Blogging is very much a learning process. I’m constantly learning as I write, about what writing style works for me, which types of post are most popular and how to draw in commenters (thank-you to everyone who offered me their advice on my Comment! Please… post), but recently, due to my coverage of this season’s Binbougami-ga! I’ve also learnt about which genres of show are best to write about. Comedy. Eurgh, it’s almost impossible to cover a comedy! OK, it’s not exactly impossible, per se, but I can guarantee it’s extremely difficult to produce anything of much below. Below are the reasons why. These reasons also represent why I shall be hesitant to pick up a comedy again.
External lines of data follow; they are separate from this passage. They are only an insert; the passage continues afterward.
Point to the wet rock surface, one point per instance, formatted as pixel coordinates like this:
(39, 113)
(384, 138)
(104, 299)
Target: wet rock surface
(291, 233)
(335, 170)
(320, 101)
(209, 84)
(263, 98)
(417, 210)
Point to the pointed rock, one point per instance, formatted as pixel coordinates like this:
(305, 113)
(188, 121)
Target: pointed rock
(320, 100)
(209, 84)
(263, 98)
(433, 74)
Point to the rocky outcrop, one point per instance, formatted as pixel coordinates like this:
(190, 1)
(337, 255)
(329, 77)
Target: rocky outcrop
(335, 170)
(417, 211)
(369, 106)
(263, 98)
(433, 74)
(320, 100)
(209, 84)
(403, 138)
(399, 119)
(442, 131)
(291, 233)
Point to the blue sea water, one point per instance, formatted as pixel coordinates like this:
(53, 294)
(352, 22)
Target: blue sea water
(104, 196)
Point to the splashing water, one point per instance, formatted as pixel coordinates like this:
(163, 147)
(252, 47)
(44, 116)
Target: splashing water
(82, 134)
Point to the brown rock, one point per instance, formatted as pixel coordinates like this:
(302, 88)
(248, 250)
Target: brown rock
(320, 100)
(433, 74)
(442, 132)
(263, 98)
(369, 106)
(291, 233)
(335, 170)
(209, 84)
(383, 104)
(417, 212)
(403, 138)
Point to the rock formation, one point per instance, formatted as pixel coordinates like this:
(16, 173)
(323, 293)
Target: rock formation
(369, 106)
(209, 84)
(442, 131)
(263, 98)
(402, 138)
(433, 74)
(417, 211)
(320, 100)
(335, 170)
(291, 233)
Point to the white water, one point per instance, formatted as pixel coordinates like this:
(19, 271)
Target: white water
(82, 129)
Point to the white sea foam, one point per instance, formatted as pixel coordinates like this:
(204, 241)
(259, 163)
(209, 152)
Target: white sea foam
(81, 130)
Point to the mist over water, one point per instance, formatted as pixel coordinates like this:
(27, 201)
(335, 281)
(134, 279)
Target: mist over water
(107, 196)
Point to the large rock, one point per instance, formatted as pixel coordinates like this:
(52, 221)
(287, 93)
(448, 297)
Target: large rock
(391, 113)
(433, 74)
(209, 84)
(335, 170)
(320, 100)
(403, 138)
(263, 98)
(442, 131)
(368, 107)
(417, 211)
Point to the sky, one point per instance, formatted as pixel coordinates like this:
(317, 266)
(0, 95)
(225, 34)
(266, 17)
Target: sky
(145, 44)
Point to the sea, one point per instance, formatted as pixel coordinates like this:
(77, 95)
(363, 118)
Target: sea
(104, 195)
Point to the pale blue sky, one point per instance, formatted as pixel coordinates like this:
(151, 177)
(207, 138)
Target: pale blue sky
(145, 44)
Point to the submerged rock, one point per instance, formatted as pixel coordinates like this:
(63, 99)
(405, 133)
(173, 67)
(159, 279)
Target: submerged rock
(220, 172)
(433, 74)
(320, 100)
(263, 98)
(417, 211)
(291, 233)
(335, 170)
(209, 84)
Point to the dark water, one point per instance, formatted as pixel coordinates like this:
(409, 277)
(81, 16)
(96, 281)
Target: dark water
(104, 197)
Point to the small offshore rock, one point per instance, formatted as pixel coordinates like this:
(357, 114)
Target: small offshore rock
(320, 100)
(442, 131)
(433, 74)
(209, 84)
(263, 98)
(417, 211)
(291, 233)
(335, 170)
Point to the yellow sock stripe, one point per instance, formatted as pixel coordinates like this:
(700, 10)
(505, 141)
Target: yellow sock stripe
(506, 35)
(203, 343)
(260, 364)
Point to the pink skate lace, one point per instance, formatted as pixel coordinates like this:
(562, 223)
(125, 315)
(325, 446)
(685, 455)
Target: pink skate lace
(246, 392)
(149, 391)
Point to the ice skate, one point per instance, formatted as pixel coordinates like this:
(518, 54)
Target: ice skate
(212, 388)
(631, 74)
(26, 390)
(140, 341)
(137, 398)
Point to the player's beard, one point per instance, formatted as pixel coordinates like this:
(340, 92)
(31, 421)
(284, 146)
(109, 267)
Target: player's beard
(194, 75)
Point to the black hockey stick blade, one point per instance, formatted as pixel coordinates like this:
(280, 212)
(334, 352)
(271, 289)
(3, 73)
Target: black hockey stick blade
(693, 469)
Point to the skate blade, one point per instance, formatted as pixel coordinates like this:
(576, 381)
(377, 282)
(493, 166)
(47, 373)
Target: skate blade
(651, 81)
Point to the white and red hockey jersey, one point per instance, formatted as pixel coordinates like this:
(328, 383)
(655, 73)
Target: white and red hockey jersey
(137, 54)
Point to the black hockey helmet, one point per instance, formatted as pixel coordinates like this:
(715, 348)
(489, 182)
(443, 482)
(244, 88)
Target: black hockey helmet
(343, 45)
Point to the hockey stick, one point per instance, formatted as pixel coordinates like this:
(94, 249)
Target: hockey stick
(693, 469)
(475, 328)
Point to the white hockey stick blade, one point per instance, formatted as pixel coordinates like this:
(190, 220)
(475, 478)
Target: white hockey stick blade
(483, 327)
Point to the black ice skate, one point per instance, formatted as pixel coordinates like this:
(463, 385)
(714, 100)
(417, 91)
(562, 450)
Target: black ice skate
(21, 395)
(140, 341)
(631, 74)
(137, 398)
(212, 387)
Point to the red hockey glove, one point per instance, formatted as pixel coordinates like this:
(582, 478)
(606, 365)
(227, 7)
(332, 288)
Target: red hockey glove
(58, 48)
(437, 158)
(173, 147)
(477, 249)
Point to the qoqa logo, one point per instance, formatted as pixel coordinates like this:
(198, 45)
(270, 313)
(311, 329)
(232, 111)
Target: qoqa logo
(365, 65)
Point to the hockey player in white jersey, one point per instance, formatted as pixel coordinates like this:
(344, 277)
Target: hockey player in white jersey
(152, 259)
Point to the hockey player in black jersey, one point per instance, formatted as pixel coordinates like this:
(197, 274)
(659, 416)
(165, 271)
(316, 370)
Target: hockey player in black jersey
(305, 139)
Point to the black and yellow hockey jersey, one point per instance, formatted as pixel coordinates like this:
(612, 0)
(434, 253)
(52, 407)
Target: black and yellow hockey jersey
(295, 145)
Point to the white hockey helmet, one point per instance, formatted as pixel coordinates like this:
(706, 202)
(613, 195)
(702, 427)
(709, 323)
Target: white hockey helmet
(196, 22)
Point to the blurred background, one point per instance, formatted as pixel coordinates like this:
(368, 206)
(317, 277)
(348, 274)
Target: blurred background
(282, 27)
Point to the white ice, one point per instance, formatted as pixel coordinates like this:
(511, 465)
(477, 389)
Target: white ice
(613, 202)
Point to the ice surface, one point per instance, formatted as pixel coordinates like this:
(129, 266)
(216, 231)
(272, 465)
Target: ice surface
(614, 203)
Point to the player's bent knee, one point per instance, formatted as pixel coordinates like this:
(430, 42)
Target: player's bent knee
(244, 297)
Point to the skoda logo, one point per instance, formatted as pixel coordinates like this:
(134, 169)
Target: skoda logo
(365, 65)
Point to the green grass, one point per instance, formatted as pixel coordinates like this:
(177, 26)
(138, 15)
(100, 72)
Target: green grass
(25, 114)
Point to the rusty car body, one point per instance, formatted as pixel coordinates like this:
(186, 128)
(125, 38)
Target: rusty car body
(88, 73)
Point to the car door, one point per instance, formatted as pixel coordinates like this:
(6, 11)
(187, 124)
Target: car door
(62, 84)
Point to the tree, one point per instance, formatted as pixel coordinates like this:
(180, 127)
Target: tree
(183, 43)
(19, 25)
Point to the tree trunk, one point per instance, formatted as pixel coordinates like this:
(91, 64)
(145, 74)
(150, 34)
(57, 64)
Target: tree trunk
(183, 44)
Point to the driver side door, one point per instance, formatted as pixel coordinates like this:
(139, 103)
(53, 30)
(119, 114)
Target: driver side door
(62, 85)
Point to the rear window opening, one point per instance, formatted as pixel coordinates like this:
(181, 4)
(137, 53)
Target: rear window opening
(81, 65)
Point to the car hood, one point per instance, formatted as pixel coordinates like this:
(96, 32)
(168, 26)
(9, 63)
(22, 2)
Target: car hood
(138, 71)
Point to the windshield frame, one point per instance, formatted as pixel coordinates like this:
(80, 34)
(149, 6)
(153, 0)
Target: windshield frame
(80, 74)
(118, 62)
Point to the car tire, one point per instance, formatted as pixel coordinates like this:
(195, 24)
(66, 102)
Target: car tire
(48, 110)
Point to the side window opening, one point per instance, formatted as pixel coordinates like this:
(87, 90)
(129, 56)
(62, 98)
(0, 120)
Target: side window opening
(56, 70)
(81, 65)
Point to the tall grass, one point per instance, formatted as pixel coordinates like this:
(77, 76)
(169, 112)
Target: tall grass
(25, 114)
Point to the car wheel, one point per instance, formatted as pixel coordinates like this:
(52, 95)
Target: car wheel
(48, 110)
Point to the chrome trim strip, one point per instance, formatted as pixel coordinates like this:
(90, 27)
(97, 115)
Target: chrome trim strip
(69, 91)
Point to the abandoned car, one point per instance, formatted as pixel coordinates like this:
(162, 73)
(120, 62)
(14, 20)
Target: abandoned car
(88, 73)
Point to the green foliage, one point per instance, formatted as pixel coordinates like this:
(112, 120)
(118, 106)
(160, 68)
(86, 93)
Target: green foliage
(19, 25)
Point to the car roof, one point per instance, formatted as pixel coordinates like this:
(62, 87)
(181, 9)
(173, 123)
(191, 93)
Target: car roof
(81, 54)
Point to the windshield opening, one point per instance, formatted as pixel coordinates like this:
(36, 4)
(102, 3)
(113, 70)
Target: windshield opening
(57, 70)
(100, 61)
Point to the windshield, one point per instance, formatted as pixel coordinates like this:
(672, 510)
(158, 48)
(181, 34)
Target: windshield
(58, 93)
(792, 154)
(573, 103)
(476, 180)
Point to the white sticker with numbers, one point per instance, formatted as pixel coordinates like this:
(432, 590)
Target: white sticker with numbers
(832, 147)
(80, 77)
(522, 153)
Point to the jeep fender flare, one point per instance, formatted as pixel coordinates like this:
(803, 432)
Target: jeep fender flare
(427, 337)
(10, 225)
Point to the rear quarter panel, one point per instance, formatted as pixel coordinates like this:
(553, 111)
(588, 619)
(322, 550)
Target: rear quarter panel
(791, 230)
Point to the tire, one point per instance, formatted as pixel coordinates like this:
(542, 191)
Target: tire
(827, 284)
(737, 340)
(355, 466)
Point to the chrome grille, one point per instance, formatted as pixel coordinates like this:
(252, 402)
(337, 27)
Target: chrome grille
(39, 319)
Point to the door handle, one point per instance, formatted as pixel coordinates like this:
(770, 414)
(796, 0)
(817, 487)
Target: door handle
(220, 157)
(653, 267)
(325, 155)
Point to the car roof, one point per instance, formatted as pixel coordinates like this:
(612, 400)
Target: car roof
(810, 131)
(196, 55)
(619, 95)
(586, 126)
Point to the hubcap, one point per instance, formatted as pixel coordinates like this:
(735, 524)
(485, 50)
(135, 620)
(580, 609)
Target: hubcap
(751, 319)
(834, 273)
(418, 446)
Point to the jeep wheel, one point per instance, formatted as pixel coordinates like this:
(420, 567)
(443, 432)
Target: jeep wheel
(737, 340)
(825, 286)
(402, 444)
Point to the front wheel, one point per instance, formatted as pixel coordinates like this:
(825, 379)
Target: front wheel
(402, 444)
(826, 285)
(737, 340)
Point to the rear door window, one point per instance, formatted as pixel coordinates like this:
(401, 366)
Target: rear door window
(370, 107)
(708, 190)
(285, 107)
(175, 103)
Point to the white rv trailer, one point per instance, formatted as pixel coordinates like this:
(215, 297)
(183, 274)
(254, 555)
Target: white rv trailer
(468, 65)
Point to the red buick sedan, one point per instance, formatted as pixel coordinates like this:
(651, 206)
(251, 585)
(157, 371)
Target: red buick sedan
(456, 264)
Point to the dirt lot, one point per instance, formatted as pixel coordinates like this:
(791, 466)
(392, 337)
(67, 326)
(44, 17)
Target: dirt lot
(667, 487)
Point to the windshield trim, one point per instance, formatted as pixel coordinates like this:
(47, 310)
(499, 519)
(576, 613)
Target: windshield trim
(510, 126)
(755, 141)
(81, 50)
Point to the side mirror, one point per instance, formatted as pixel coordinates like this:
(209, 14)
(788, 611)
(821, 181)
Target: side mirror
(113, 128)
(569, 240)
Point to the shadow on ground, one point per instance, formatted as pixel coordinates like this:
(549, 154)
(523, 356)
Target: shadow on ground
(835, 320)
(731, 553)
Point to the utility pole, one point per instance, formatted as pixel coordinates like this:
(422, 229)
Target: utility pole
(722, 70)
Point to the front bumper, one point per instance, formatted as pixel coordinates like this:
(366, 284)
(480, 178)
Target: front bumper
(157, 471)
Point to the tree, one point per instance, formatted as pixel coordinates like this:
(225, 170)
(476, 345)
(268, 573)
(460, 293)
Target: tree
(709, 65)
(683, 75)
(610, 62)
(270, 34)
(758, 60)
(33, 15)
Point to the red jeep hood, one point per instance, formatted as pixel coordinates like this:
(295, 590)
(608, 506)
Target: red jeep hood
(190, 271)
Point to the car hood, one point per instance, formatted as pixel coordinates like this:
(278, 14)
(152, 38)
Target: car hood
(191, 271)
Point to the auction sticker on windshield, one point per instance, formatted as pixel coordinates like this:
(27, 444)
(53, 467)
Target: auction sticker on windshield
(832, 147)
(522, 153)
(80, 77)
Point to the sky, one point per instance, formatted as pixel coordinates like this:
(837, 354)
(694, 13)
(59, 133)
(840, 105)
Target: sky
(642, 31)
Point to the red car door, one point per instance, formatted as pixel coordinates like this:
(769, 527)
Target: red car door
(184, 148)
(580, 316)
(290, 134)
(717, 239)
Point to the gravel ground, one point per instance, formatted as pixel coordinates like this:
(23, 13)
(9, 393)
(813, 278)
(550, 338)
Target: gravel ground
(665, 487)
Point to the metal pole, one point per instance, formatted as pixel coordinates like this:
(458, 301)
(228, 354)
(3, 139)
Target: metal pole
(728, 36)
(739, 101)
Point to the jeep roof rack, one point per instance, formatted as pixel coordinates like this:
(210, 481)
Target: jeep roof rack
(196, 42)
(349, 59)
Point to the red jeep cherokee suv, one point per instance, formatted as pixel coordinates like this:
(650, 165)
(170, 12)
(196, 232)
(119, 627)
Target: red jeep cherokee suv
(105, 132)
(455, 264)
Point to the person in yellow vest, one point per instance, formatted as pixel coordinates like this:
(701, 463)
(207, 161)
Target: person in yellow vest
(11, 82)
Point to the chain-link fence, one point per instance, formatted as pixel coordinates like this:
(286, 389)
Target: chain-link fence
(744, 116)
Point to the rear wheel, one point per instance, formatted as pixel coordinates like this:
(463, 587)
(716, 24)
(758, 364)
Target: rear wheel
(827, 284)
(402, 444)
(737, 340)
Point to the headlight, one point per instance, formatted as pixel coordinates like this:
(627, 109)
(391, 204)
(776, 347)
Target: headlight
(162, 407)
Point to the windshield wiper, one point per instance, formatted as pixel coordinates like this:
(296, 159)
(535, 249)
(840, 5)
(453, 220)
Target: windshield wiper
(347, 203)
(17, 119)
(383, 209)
The first reason why it is extremely difficult to write about a comedy is that comedies rarely ever have a strong storyline, in other words, a story with rising action, conflict and a resolution. I’ve mentioned this in regards to Binbougami-ga!, but the same could be said of countless comedies: Azumanga Daioh, Lucky Star and Nichijou among them. Now, that doesn’t mean these shows aren’t any good (I massively enjoyed each of the three above shows), but it does mean they would be bastards to write about! You cannot focus on how the story unravels, comedies are often episodic, which means posts are likely to feel as though they have no overarching structure, and there is often very little character development- there being no huge obstacles for characters to overcome. All this means that you have to resort to simply explaining the jokes used by the show, a fruitless task.
So why is explaining jokes to people such a fruitless task? Well, is it necessary to explain to somebody why they find something funny? Surely what’s important here is that they’re being entertained, not why they’re being entertained? Besides, what makes us laugh varies from person to person. For example, whilst some believe the humour in Angel Beats feels forced, I found it to be one of the funniest shows I’ve ever watched, merely because of how ridiculous it was, the scene where each of the crew sacrificed themselves to the second Tenshi, becoming less enthusiastic with each sacrifice, immediately springs to mind. I found Nichijou hilarious for much the same reason. However, some like structure to their jokes, they like them to deconstruct a particular concept or social practise, and to have some kind of a punch-line, which I can appreciate. What I’m trying to get at here is that differences in opinion are bound to arise, which means that the risk of alienating readers who simply cannot see things from your point of view is quite high, but then again, you run that risk when writing about almost anything, huh?
Who knows, some may find having jokes explained to them insightful and informative, but I think that that’s probably not the case. There’s nothing particularly insightful about saying “Look Yamazaki’s dressed up as the Prince of Tennis, which is funny because he’s actually playing badminton, lol ,lol, lol!” But in order to appeal to as big an audience as possible it seems to me as though comedies try to keep their jokes as simple as that. I struggle to think of very many comedies that really pick apart social convention- seriously, Arakawa Under the Bridge is about all that comes to mind here- or use complicated visual metaphors, or any other similar technique, to create humour simply because some people just might not get it, and when people choose to watch a comedy, it’s rarely ever because they want to watch something that’ll give the ol’ brain something to chew over, but rather, to watch something that requires very little brainpower, enabling them to sit back, relax and be entertained, which is all very well and good for these people, but is a disastrous mix for us bloggers, who are, therefore, forced to look for deep, hidden meanings that probably don’t exist or try to wangle that Yamazaki’s outfit actually indicates the powerful influence of the media on youths’ behaviour, calling into question whether or not fictional characters shape our identity to the same extent that the flesh and blood people around us do, or some other such bull…
So whilst I by no means am adverse to a good comedy, I definitely do not enjoy writing about them. I’m all for blogging opening readers up to new insights, but perhaps in this genre’s case ignorance is bliss?